Schulz dessine 17.897 strips en cinquante ans de carrière. Il parvient à se renouveler en instaurant un système narratif redoutablement efficace: "C’est le maître incontesté du running gag", explique Thomas Ragon. "On peut retrouver les mêmes sujets, traités de manière différente ou alors complètement identiques. Il y a ce célèbre gag de Charlie Brown qui s’élance pour taper dans un ballon et il n’y arrive pas parce que les filles le lui enlèvent au dernier moment. Ça dure cinquante ans. Pendant cinquante ans, il tombe par terre et tout le monde rigole.

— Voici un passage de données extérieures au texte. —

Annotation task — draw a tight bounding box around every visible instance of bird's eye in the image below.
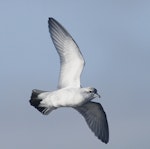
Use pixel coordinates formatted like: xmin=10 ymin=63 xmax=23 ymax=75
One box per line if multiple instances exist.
xmin=89 ymin=90 xmax=92 ymax=93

Ça dure cinquante ans et c’est pour cette raison que Snoopy, c’est génial."

Une légende, adulée par Barack Obama

Au fil des années, Schulz ajoute, avec parcimonie, de nouveaux personnages comme Lucy et son frère Linus, l’oiseau stupide et maladroit Woodstock ou encore Patty Pastille-de-menthe et Franklin, petit garçon noir qui fait son entrée dans la série en 1968, l’année de la mort de Martin Luther King.

Reflet de l'évolution du monde, Snoopy marche sur la Lune en mai 1969, deux mois avant Neil Armstrong et Buzz Aldrin, et devient dans la foulée l'emblème du programme spatial américain. La série arrive cependant souvent après les grandes évolutions de la société américaine. Schulz faisait bien attention de ne pas heurter les sensibilités de ses lecteurs:

"Ce n’est pas un éditorialiste, mais il parle des sujets importants avec l’air de ne pas y toucher", acquiesce Thomas Ragon. "Il commente l’évolution de la société, mais évite les débats à chaud. On voit notamment dans Snoopy que l’éducation change. Les enfants commencent à répondre à leur professeur. Schulz est rivé sur sa table à dessin, mais il sort et voit ce qui se passe et il en parle."

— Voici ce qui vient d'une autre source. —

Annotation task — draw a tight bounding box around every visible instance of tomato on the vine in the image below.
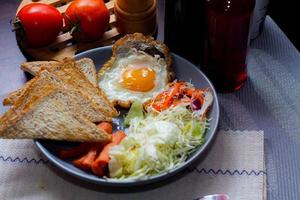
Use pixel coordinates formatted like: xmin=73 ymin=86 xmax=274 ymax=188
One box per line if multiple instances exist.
xmin=15 ymin=3 xmax=63 ymax=48
xmin=64 ymin=0 xmax=110 ymax=42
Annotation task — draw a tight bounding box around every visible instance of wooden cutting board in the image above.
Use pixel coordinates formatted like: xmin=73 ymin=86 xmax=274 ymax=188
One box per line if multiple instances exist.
xmin=16 ymin=0 xmax=121 ymax=61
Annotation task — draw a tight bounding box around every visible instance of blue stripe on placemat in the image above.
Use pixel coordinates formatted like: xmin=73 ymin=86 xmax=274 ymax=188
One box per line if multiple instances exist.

Depuis sa mort en 2000, Schulz est devenu une légende. Le court-métrage Joyeux Noël, Charlie Brown!, réalisé par Bill Meléndez et rythmé par l'inoubliable musique de Vince Guaraldi, est considéré comme un classique. Régulièrement programmé lors des fêtes de fin d'année aux Etats-Unis, ce film a aussi intégré en 2012 le prestigieux National Film Registry de la Bibliothèque du Congrès, qui conserve les œuvres du patrimoine américain qui ont une "importance culturelle, historique ou esthétique".

La légende de Snoopy se mesure aussi à la liste des prestigieux préfaciers des intégrales de ses strips. On compte parmi eux le journaliste Walter Cronkite, l’actrice Whoopi Goldberg, la sportive Billie Jean King ou encore le réalisateur John Waters. Barack Obama a signé la préface du dernier tome pendant son mandat de président des Etats-Unis. En France Joann Sfar, Lewis Trondheim ou encore Alexis Dormal, l’auteur de Pico Bogue comptent parmi les fans de Schulz.

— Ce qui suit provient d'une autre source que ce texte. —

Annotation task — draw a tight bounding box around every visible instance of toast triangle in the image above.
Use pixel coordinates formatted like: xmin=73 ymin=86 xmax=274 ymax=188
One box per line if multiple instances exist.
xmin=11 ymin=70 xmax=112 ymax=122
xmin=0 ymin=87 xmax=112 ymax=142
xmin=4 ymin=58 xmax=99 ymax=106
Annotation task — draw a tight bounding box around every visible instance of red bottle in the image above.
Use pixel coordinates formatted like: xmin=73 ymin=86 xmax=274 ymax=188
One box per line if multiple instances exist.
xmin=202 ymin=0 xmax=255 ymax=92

La publication française de l’intégralité des strips, débutée en 2005, se terminera début 2022. "Il faut absolument saluer le travail exceptionnel de la traductrice, Fanny Soubiran", note Thomas Ragon. "Je suis fier qu’on ait pu mener à bien ce projet un peu fou. C’est le summum pour un éditeur." Les aventures de Snoopy ne s’arrêteront pas là: une série sera diffusée sur AppleTV+ à partir du 5 février 2021. Et il reste à publier, en français, les pages dominicales, en couleur, de Snoopy & Les Peanuts.